Hi i downloaded the file from GATK google cloud but it seems the file is corrupted? only chr1-chr15 sites are present.
You're correct that the file only goes to chr15; we're now looking into why that is. It seems this may have been used as part of a workaround for a technical problem at some point in the past, but I can't find this file being used anywhere in our pipelines right now.
What were you planning to use it for, @csittz?
Are you sure that the transfer completed and was not interrupted, e.g. by a network problem?
I'm sure the transfer is completed from the Google Cloud platform, the size matches. Doing a tail command or cut -f1 | sort | uniq show that it only contains sites from chr1 - chr 15.
Can you post the bucket address you're using? I'd like to check the original and I want to make sure we're talking about the same file/location.
here's the public link that i'm using.
So is this the correct link?
Any update on this?
i was trying to use it for Contamination estimation, as population file.
It seems to me that GRCh38.p11 was used to construct this file whereas GRCh38 should have been used
All of our resource files should be aligned to GRCh38 major release. Why do you think this file is aligned to a patched version?

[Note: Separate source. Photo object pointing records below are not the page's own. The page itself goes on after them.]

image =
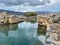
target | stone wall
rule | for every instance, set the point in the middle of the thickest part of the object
(44, 20)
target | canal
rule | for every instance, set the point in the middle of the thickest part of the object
(24, 33)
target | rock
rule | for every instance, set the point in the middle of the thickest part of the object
(7, 18)
(44, 20)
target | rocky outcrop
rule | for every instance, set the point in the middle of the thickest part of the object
(6, 18)
(44, 20)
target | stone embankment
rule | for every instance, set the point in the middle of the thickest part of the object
(6, 18)
(44, 20)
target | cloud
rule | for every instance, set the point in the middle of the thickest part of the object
(30, 2)
(29, 5)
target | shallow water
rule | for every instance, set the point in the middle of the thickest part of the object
(24, 33)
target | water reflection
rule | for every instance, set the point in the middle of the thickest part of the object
(24, 33)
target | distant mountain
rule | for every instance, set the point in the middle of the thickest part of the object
(22, 13)
(12, 12)
(44, 12)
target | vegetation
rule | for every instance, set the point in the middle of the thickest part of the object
(27, 14)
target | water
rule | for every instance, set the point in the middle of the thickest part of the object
(24, 33)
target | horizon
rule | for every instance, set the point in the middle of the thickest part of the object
(30, 6)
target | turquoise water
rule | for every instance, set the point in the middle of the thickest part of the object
(24, 33)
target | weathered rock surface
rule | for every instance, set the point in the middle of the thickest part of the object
(44, 20)
(6, 18)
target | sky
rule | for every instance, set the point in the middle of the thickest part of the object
(30, 5)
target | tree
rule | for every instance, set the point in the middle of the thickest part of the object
(27, 14)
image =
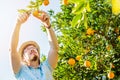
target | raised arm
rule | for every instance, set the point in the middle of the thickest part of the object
(53, 52)
(15, 58)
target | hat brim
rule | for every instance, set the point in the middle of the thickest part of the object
(25, 44)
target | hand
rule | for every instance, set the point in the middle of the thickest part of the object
(22, 18)
(44, 18)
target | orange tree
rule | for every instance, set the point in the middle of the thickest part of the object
(89, 29)
(89, 37)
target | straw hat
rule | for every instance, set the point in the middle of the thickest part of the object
(25, 44)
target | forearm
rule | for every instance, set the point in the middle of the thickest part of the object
(15, 38)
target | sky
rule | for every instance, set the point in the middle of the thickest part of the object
(30, 30)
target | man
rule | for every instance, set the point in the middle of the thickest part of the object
(26, 62)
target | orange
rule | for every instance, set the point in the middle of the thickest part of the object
(108, 48)
(65, 2)
(111, 75)
(46, 2)
(90, 31)
(71, 61)
(116, 7)
(87, 63)
(117, 30)
(36, 13)
(78, 57)
(113, 66)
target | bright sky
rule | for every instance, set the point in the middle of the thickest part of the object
(29, 31)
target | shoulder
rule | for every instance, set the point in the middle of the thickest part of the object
(46, 65)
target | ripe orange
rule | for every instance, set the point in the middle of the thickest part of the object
(116, 7)
(71, 61)
(46, 2)
(87, 63)
(113, 66)
(111, 75)
(65, 2)
(36, 13)
(78, 57)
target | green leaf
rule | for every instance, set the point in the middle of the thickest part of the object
(78, 9)
(76, 20)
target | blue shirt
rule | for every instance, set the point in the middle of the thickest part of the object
(43, 72)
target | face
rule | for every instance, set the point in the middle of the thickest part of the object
(31, 53)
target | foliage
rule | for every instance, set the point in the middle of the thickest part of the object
(89, 29)
(101, 48)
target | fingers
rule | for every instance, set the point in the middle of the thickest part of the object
(22, 17)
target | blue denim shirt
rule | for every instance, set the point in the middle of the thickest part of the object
(43, 72)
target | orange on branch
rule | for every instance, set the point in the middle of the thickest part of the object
(87, 63)
(46, 2)
(35, 13)
(78, 57)
(111, 75)
(90, 31)
(116, 7)
(71, 61)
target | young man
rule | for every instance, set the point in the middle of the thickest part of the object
(26, 62)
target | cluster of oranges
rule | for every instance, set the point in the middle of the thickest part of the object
(90, 31)
(116, 7)
(46, 2)
(111, 75)
(72, 61)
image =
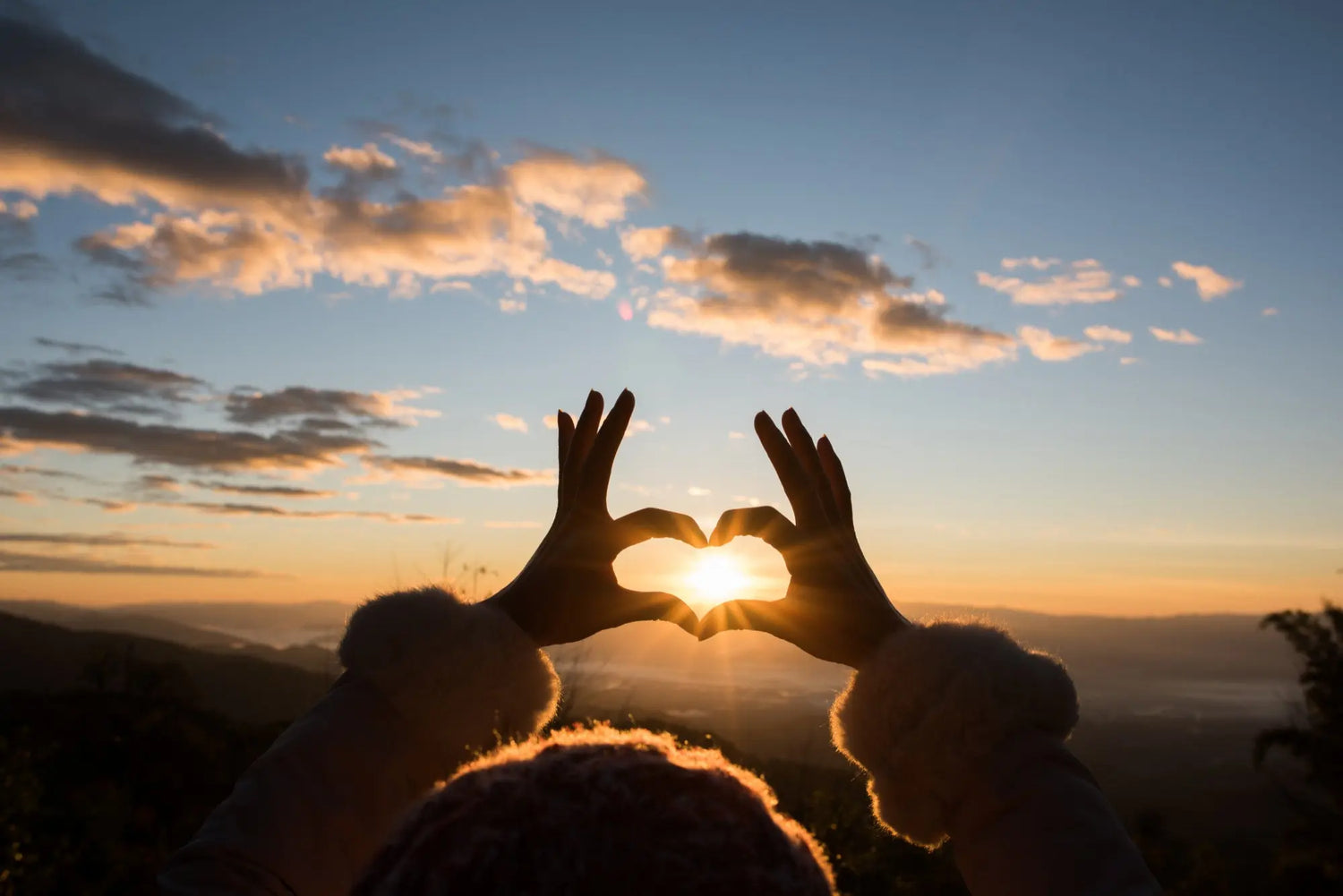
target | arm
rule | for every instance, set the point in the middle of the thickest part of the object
(961, 730)
(429, 684)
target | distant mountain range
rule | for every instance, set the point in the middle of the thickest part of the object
(1170, 705)
(1201, 664)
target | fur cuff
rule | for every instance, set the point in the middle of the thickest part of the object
(931, 705)
(464, 670)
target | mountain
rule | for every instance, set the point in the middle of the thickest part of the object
(164, 624)
(43, 657)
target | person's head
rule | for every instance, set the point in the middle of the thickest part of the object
(599, 812)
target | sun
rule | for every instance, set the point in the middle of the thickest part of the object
(716, 579)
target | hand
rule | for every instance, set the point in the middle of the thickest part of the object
(834, 608)
(567, 592)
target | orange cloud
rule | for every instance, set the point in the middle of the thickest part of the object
(509, 422)
(1084, 282)
(464, 471)
(1103, 333)
(362, 160)
(1179, 337)
(1048, 346)
(594, 191)
(817, 301)
(1208, 282)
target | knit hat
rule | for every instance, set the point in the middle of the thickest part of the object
(596, 810)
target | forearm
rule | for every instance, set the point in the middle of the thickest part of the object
(963, 734)
(430, 683)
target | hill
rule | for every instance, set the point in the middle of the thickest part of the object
(43, 657)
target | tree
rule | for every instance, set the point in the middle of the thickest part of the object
(1313, 849)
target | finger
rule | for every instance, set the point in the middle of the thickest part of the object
(765, 523)
(806, 452)
(582, 442)
(641, 606)
(596, 471)
(748, 616)
(837, 480)
(564, 423)
(655, 523)
(791, 476)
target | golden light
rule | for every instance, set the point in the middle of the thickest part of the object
(714, 579)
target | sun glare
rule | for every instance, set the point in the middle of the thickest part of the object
(716, 579)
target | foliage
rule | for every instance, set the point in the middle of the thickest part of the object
(1313, 853)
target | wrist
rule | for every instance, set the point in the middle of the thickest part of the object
(512, 602)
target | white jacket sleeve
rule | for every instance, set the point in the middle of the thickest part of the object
(962, 732)
(429, 684)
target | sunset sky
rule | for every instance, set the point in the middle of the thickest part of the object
(289, 297)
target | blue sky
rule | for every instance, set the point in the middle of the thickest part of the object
(1116, 140)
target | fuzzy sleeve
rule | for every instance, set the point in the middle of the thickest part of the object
(429, 684)
(962, 732)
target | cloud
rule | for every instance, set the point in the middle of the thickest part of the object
(99, 383)
(19, 469)
(1208, 282)
(13, 562)
(269, 491)
(421, 149)
(249, 220)
(99, 541)
(74, 121)
(1179, 337)
(1103, 333)
(1033, 260)
(462, 471)
(179, 446)
(109, 506)
(1048, 346)
(594, 190)
(158, 482)
(1084, 282)
(650, 242)
(75, 348)
(379, 408)
(367, 160)
(230, 508)
(509, 422)
(21, 209)
(817, 301)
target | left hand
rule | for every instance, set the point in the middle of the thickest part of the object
(567, 592)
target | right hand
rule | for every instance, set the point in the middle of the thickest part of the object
(834, 608)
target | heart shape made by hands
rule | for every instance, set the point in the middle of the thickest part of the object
(704, 576)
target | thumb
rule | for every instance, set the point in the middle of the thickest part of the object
(751, 616)
(639, 606)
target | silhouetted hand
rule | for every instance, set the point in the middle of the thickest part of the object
(834, 608)
(567, 592)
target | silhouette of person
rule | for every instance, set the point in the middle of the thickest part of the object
(959, 729)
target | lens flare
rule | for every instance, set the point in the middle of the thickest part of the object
(716, 579)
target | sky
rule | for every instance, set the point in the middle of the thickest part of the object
(292, 295)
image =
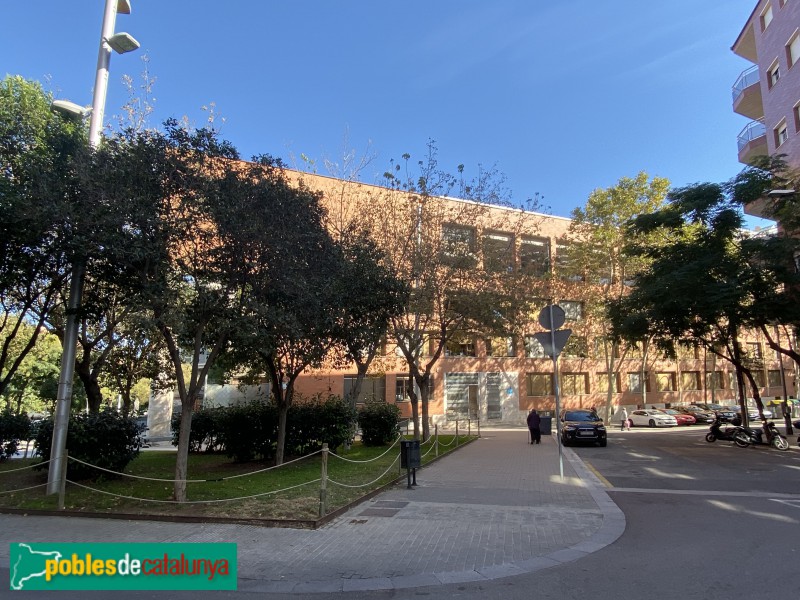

Sorry I got this wrong, It turns out that chr15 has been skipped, chr16 replaced chr15 and that chr17 has been used twice.
@SQ SN:chr15 LN:101991189
@SQ SN:chr16 LN:90338345
@SQ SN:chr17 LN:83257441
Unfortunately, this is not a high priority for us to replace this right now. Perhaps you can download the file from the 1000Genomes website. We are hoping to make changes to the bundle after the GATK4 release.
@john156 These files are provided 'as is' and are a mirror of a few reference files from the 1000 genomes project, and no curation or documentation is being provided by the Broad. I looked at the link, and the two lines in the file are still incorrect.
A few suggestions:
1.) Individual chromosome files can be found here: http://www.internationalgenome.org/data-portal/data-collection/phase-3
2.) There is contact info for the people who generated the data in the first place, you might try contacting them.
If you have any questions about the phase3 data or any other aspect of the project please email [email protected]
Also, this may just be an issue with the header, the "##" refers to a comment line. I looked into the many discussions about this in the forum and was not able to determine if it is just the header or the entire chr16 that is in error.
So, basically use it with the caveat that it is not being maintained.